Me Cheick Sako, ministre de la Justice

Le tribunal criminel de Dixinn a acquitté hier, lundi 02 juillet 2018, un innocent qui était détenu puisque poursuivi pour plusieurs infractions. Fodé M’bemba Kebé a passé près de cinq ans en prison avant d’apprendre qu’il n’est pas du tout coupable des faits qui lui sont reprochés, a constaté Guineematin.com à travers un de ses reporters.

Fodé M’bemba Kebé a été arrêté en novembre 2013 et placé sous mandat de dépôt pour association de malfaiteurs, détention illégale d’armes de guerre et viol.
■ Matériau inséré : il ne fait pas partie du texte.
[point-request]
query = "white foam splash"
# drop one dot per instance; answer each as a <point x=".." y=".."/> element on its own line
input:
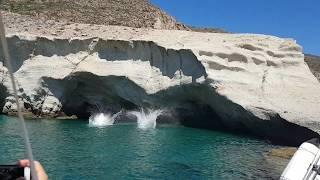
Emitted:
<point x="102" y="119"/>
<point x="146" y="119"/>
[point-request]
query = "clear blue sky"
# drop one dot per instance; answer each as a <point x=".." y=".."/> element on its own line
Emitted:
<point x="298" y="19"/>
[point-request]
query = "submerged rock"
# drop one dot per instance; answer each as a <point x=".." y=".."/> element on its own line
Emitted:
<point x="239" y="82"/>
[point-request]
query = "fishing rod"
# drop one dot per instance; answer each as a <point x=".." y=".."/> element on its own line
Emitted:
<point x="25" y="133"/>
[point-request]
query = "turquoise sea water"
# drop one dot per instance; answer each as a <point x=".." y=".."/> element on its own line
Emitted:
<point x="70" y="149"/>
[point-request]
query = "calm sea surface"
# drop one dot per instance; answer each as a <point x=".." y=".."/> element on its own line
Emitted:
<point x="70" y="149"/>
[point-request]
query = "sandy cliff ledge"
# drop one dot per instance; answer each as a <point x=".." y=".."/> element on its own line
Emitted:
<point x="238" y="82"/>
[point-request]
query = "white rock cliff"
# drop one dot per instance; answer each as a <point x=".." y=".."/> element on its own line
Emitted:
<point x="254" y="83"/>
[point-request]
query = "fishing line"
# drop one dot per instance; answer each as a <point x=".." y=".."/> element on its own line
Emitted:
<point x="4" y="44"/>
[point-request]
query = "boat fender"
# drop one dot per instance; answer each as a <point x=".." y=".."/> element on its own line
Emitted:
<point x="299" y="164"/>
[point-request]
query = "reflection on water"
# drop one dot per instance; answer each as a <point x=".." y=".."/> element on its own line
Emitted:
<point x="71" y="150"/>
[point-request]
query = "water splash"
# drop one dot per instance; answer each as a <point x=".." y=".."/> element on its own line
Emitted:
<point x="102" y="119"/>
<point x="146" y="119"/>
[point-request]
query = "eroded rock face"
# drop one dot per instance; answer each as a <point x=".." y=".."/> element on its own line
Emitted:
<point x="238" y="82"/>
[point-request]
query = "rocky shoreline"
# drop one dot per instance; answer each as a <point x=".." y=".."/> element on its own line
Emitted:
<point x="253" y="83"/>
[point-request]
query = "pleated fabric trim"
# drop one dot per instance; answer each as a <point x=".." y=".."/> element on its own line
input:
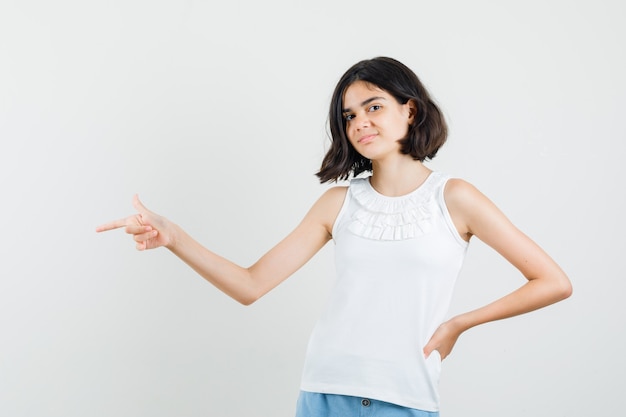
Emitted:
<point x="379" y="217"/>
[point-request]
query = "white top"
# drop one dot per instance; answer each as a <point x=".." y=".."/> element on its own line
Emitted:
<point x="397" y="260"/>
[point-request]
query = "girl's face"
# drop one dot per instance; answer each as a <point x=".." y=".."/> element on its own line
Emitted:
<point x="375" y="121"/>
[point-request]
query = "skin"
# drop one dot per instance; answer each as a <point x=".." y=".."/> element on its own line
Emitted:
<point x="375" y="122"/>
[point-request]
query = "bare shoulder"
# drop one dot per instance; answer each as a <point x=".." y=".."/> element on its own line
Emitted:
<point x="468" y="206"/>
<point x="332" y="201"/>
<point x="327" y="207"/>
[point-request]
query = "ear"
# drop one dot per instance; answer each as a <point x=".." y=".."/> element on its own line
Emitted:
<point x="412" y="109"/>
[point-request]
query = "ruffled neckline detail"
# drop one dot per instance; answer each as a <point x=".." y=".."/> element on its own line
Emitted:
<point x="380" y="217"/>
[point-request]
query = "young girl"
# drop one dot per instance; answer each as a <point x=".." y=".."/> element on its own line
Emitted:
<point x="400" y="237"/>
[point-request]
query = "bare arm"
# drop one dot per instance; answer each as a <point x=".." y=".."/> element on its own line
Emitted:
<point x="245" y="285"/>
<point x="475" y="215"/>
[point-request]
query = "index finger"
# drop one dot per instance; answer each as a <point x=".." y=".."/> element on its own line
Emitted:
<point x="112" y="225"/>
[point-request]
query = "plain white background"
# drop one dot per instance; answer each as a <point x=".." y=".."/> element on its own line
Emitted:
<point x="214" y="112"/>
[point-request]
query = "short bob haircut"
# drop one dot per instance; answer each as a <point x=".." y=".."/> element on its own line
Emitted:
<point x="425" y="136"/>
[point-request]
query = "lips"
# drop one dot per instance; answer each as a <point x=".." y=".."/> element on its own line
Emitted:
<point x="366" y="139"/>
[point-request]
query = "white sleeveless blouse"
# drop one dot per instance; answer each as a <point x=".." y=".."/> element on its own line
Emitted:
<point x="397" y="261"/>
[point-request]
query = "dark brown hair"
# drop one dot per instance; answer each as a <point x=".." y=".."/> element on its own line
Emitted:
<point x="426" y="135"/>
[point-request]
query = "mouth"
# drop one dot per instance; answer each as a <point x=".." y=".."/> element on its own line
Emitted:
<point x="366" y="139"/>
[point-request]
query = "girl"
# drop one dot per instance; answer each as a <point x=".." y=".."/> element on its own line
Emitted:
<point x="400" y="236"/>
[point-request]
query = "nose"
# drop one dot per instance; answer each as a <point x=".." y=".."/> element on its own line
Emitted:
<point x="361" y="121"/>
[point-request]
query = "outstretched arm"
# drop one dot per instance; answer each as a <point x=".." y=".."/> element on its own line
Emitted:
<point x="245" y="285"/>
<point x="475" y="215"/>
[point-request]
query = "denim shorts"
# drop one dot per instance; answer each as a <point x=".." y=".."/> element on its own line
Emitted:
<point x="312" y="404"/>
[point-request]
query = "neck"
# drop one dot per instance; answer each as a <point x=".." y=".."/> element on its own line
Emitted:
<point x="398" y="177"/>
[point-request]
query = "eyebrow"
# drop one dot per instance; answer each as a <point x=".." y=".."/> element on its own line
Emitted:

Des faits dont il se serait rendu coupable en mai 2013 à Lambanyi, où il aurait violé, avec 6 autres personnes, une fille et blessé un homme qui était venu tenter de secourir cette fille.

Présenté devant le tribunal criminel de Dixinn ce lundi, 02 juillet 2018, l’accusé a nié en bloc les faits qui lui sont reprochés. «Ce jour-là, j’étais avec Tonton, et Blo. On a bu deux bouteilles d’alcool mélangé avec du Coca-Cola. Ivres, on s’est bagarré et la gendarmerie qui a été aussitôt alertée est venue nous disperser. 48 heures après, des agents de sécurité sont venus chez moi pour dire que j’ai violé une fille en groupe et tiré sur Blaise Lisse Haba », a-t-il expliqué.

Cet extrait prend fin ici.